バンコクにての一枚。ひとりなのでこうなる
バンコクにての一枚。ひとりなのでこうなる

「ごめんねー」って後まわしにして大丈夫!

――とはいえ50歳にもなると、介護や病気など、なかなか行けない事情も出てきたりしますよね。

 そうなんですよ! 突然やってくるので、だからこそできるうちにやっておかないと、いつ行けなくなるかわからなくなっちゃうので、ぽかっと1日とか2日休みとかできたら行くみたいなこともあります。「時間ができたらまずこの部屋を片付けなきゃ」とか思っている方もいると思いますけど、家が片付いてなくても死なないですから。「ごめんねー」って後まわしにしてリフレッシュしに行ってもいいんじゃないですかね。

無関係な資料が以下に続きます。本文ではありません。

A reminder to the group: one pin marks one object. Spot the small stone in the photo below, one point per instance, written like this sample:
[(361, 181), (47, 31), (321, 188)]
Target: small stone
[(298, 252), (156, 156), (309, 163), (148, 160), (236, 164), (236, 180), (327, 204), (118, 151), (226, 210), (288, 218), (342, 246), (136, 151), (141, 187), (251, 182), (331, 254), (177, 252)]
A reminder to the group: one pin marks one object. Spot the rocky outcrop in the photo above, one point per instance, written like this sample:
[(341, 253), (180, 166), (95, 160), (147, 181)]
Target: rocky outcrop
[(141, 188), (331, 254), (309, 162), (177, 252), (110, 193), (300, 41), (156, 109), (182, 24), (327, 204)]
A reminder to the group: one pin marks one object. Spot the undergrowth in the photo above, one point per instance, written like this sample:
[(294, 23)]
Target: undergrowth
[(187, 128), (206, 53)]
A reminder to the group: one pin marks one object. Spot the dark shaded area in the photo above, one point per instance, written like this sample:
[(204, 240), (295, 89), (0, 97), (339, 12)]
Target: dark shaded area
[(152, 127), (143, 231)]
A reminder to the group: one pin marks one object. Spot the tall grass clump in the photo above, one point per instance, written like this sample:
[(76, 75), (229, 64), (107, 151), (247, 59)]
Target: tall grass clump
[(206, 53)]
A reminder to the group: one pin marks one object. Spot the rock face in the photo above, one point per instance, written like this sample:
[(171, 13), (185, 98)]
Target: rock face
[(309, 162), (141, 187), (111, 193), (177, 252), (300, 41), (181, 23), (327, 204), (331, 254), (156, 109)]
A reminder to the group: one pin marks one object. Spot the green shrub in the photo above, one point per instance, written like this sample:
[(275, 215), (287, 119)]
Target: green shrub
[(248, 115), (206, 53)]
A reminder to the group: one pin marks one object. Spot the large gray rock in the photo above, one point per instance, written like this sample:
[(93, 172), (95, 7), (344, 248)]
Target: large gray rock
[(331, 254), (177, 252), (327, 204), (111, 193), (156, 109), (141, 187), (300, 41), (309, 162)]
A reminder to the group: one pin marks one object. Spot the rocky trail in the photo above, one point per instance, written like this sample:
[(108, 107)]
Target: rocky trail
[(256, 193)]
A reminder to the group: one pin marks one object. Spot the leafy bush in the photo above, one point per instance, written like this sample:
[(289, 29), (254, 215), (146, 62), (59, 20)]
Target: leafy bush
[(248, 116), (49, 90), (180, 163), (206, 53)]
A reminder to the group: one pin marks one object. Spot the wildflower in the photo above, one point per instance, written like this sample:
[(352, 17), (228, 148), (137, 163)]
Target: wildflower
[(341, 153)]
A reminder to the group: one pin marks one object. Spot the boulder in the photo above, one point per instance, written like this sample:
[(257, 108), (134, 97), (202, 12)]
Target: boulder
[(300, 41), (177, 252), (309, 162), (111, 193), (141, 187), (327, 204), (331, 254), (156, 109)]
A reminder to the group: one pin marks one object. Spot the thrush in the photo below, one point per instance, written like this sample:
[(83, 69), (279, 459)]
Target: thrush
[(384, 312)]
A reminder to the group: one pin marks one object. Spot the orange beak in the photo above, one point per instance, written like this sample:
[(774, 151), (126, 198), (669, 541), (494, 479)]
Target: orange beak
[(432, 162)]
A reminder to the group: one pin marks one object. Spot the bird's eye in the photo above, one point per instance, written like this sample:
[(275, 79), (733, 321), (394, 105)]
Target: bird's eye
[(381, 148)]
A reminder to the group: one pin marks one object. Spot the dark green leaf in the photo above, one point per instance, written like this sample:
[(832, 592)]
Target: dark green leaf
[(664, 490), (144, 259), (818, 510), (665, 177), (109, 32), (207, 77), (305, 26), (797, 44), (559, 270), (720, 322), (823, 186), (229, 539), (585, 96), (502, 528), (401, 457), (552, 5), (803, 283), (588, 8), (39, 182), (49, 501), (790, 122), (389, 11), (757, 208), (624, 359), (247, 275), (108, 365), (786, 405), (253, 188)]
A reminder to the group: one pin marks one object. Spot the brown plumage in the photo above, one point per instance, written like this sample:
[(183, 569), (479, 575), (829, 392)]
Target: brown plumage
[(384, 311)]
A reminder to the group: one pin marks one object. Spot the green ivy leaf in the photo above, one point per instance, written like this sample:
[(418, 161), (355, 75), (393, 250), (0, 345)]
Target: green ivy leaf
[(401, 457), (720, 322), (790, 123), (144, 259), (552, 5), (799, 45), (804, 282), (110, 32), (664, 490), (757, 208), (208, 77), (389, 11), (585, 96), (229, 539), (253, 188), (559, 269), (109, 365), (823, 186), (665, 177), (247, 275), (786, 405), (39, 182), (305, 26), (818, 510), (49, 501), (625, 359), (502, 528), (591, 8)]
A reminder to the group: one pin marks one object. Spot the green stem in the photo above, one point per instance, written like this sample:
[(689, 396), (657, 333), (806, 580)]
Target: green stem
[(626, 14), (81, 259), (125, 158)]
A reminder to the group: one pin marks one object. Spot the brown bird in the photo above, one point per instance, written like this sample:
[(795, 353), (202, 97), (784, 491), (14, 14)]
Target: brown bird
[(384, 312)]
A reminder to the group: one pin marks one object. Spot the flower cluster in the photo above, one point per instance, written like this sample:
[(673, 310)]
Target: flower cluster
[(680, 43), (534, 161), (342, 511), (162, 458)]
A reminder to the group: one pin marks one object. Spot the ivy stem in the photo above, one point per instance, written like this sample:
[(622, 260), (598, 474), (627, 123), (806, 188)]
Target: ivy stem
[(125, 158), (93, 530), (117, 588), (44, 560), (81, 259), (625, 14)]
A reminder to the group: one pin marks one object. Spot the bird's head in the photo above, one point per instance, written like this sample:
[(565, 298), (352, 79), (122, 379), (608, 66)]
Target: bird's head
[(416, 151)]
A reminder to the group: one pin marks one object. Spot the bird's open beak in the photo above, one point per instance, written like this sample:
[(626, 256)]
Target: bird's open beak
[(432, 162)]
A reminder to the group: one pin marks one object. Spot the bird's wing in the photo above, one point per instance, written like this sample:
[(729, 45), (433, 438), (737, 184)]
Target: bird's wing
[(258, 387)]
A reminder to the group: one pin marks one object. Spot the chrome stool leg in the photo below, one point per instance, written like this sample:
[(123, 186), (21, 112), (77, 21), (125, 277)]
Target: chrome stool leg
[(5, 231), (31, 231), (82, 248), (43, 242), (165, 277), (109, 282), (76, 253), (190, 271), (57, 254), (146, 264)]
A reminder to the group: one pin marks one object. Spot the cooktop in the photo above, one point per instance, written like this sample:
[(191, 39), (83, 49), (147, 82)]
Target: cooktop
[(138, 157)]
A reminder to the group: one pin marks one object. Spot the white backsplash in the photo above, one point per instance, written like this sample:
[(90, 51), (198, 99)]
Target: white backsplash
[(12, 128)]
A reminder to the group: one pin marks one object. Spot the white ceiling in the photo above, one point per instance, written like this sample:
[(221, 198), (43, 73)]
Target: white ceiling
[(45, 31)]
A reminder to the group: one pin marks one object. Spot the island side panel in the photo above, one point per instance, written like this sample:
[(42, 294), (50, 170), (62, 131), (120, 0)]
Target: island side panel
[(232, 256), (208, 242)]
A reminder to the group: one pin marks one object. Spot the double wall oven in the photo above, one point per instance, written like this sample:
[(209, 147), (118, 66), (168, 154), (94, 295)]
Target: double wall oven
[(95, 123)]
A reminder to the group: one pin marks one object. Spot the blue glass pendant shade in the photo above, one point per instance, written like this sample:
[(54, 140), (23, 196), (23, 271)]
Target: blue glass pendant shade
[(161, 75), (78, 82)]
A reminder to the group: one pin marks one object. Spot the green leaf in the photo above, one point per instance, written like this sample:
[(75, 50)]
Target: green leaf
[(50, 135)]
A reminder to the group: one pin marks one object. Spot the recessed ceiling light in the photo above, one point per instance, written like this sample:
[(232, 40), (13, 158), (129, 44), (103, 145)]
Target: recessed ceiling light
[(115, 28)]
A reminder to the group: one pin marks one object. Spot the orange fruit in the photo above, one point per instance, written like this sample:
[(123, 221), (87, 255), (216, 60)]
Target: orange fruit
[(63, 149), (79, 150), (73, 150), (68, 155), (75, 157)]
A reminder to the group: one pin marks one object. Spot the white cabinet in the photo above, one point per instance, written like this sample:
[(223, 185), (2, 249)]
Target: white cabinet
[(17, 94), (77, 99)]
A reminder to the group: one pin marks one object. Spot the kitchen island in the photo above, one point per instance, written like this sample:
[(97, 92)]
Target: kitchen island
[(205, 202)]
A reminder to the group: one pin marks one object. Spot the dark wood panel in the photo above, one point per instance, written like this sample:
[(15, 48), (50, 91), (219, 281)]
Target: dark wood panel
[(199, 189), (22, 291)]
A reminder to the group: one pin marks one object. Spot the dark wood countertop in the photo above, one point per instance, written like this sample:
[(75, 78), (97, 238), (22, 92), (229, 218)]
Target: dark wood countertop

――「ごめんねー」って言える余裕も年の功かもしれませんね。

 私も母から「家をちゃんとしなければ」と言われて育ったので、ずっと家のことを後回しにはできなかったんです。でもこの数年、周囲が本当に病気になったりするのを見て身につまされたというか……旅行はいつでもできると思ってたんですけど、そうでもない。だから「もうちょっと落ち着いたら行こう」と思うのは、やめました。

――何事も「今」が大事ですね!

 そうそう。そういう年になりました。そして自分を後まわしにしないで最優先にしたほうが、結果的に家族も幸せになると感じています。家でイライラしてるのが一番ダメで、それだと家族もかわいそうだし、仕事だってきげんよくできなくなったり。本にも書きましたが、50代って、鬱々としたり、きげんが悪くなってしまうことが増えるんですよね。だからこそ、自分がごきげんでいることがなにより大事で、それを最優先にしたほうがうまくいくと気がつきました。それに若い時の旅にはキャリアのためとか、新しいことを覚えるとか、運命的な出会いとか、いろんなことを求めたかもしれませんが、今はそういう期待はゼロ、いらないんです。ずーっとおまんじゅう作ってるおばあちゃんを見て、「ああ、いろんな人生があるな、いいな」ってやさしい気持ちになったりする、ただそれだけでいいんです。

台湾・包仔的店
台湾・包仔的店

台北で出会ったチマキ
台北で出会ったチマキ

台北で料理教室へ
台北で料理教室へ

――もしひとり旅に行ってなかったら、今の自分とだいぶ違っていたと思いますか?

 どうなんだろう。夫との旅も楽しいのでそこまで変わったかはわからないけど、ただどのみち行ってたような気がします。ひとりで映画に行くとか美術館に行くとか、そういう「ひとりでやること」の延長線上にあるのが旅だと思うので。最近の旅では誰とも知り合わなくていいと思っているので、気がついたら朝から誰とも話してないこともありますけど、それもまたいいんです。この本にはそのとき考えたことなんかもいろいろ書きました、そういう「ひとりで考える」時間も心地よいです。

――余白の多い旅が面白くなってくる年頃かもしれませんね。

 そう、それがいいんですよね、無欲で。もうスタンプラリーみたいに観光地まわったりしないですから(笑)。気持ちに余裕もあるので、塩対応のお店や人に会うと「この人を最後までに笑わせたいな」と思って、そんなゲームをひとりでやったりしています(笑)。本に「50代は旅の最高の適齢期」って書きましたけど、ホントにあらゆる面でひとり旅に向いてる年頃だと思うんです。危ないこともわかるし、いざとなったら走って逃げられる体力もあるし、使っていいお金の限度額もわかるし、いろんなことが適切なんです。

パリ・クリニャンクールでお買い物したお店のムッシュと
パリ・クリニャンクールでお買い物したお店のムッシュと

――お話ししていたら、早速私もどこかに行きたくなってきました!

 よかった! この本で自分のための旅は自由でいいんだって感じてもらえたらうれしいです。そこから近所でもいいし、どこかちょっと離れたところ、非日常に自分を置いてみたらなにか変わるかもしれなくて。自分を後まわしにするのをやめたら楽しくなったし、わがままって思わなくても大丈夫だし、帰ってきたら自分の機嫌がよくなっていて、たとえ持続期間が1日でも、相方にも優しくなれますし。それが結果的にみんなを幸せにするかもしれない。だからお気楽に、ひとり旅してみましょうよー、って思います。